Applies To:
  • CitectSCADA 3.00

Summary:
The scenario is as follows: A page is opened, the mouse is moved to an animation which has help defined for it, the mouse is left over that animation until the tip help is displayed, the mouse is moved to a different location, the tip help is hidden and the entire page is redrawn. Why?  

Solution:
The problem described above is an unavoidable consequence of using colour floods on the page in question. When a window which obscures part of the page needs to be hidden (This window could be tip help, a popup, a genie or even another windows application) Windows will send a paint message to Citect to tell it what part of the screen needs to be repainted. The optimised drawing code will only redraw what it needs to except when there are colour floods on the page. A colour flood will flood a region with a given colour and stop when it reaches a boundary.
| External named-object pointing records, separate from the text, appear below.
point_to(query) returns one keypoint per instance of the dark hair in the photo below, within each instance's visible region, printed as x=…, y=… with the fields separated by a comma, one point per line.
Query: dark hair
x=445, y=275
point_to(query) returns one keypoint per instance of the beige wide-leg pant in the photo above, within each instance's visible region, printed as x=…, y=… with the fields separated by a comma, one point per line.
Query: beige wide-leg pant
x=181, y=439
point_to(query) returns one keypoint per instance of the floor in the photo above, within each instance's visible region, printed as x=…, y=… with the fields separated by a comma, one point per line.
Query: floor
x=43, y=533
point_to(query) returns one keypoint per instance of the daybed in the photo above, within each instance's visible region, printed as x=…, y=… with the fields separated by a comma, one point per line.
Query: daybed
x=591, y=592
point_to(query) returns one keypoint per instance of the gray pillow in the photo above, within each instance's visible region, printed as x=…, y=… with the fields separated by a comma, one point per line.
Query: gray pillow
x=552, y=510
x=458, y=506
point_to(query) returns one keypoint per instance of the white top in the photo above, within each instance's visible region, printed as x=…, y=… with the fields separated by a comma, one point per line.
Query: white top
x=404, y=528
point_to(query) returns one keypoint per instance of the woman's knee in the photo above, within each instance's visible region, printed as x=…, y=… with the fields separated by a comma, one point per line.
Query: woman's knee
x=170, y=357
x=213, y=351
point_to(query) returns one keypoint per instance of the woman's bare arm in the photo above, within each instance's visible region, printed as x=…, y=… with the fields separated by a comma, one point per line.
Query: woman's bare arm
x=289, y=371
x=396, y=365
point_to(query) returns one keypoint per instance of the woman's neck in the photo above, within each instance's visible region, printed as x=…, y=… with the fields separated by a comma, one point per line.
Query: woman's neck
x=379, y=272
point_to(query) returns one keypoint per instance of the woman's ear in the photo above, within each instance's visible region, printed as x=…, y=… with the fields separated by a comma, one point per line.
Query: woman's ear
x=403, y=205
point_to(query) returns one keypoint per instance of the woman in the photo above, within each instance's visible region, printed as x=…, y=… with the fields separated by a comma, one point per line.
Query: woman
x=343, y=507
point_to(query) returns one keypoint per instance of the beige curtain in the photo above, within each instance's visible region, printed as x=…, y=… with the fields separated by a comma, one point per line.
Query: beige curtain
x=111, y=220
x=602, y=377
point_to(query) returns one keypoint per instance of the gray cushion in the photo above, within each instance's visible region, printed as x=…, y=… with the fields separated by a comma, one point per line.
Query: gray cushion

To demonstrate why the whole page is redrawn consider the following example. A colour flood is positioned over an empty rectangle. In runtime the empty rectangle is flooded red and the page background colour is grey. Now consider what happens if a popup is positioned over part of the flooded rectangle but the location of the colour flood object is not obscured. Now when the popup is hidden the obscured part of the rectangle is redrawn with its inside painted in the page background colour of grey. The remaining portion of the rectangle is painted red from the previous colour flood. To avoid this problem it is necessary to redraw the whole rectangle and redo the colour flood. This would be sufficient for this simple case but often the colour flood boundary is not a single object but a composite of many connected or overlapping objects. This makes it virtually impossible to know the true bounding rectangle for a colour flood so to guarantee the correct repainting of a page with colour floods it is necessary to redraw the entire page. The only way of avoiding this redrawing problem is to avoid using colour floods on a page.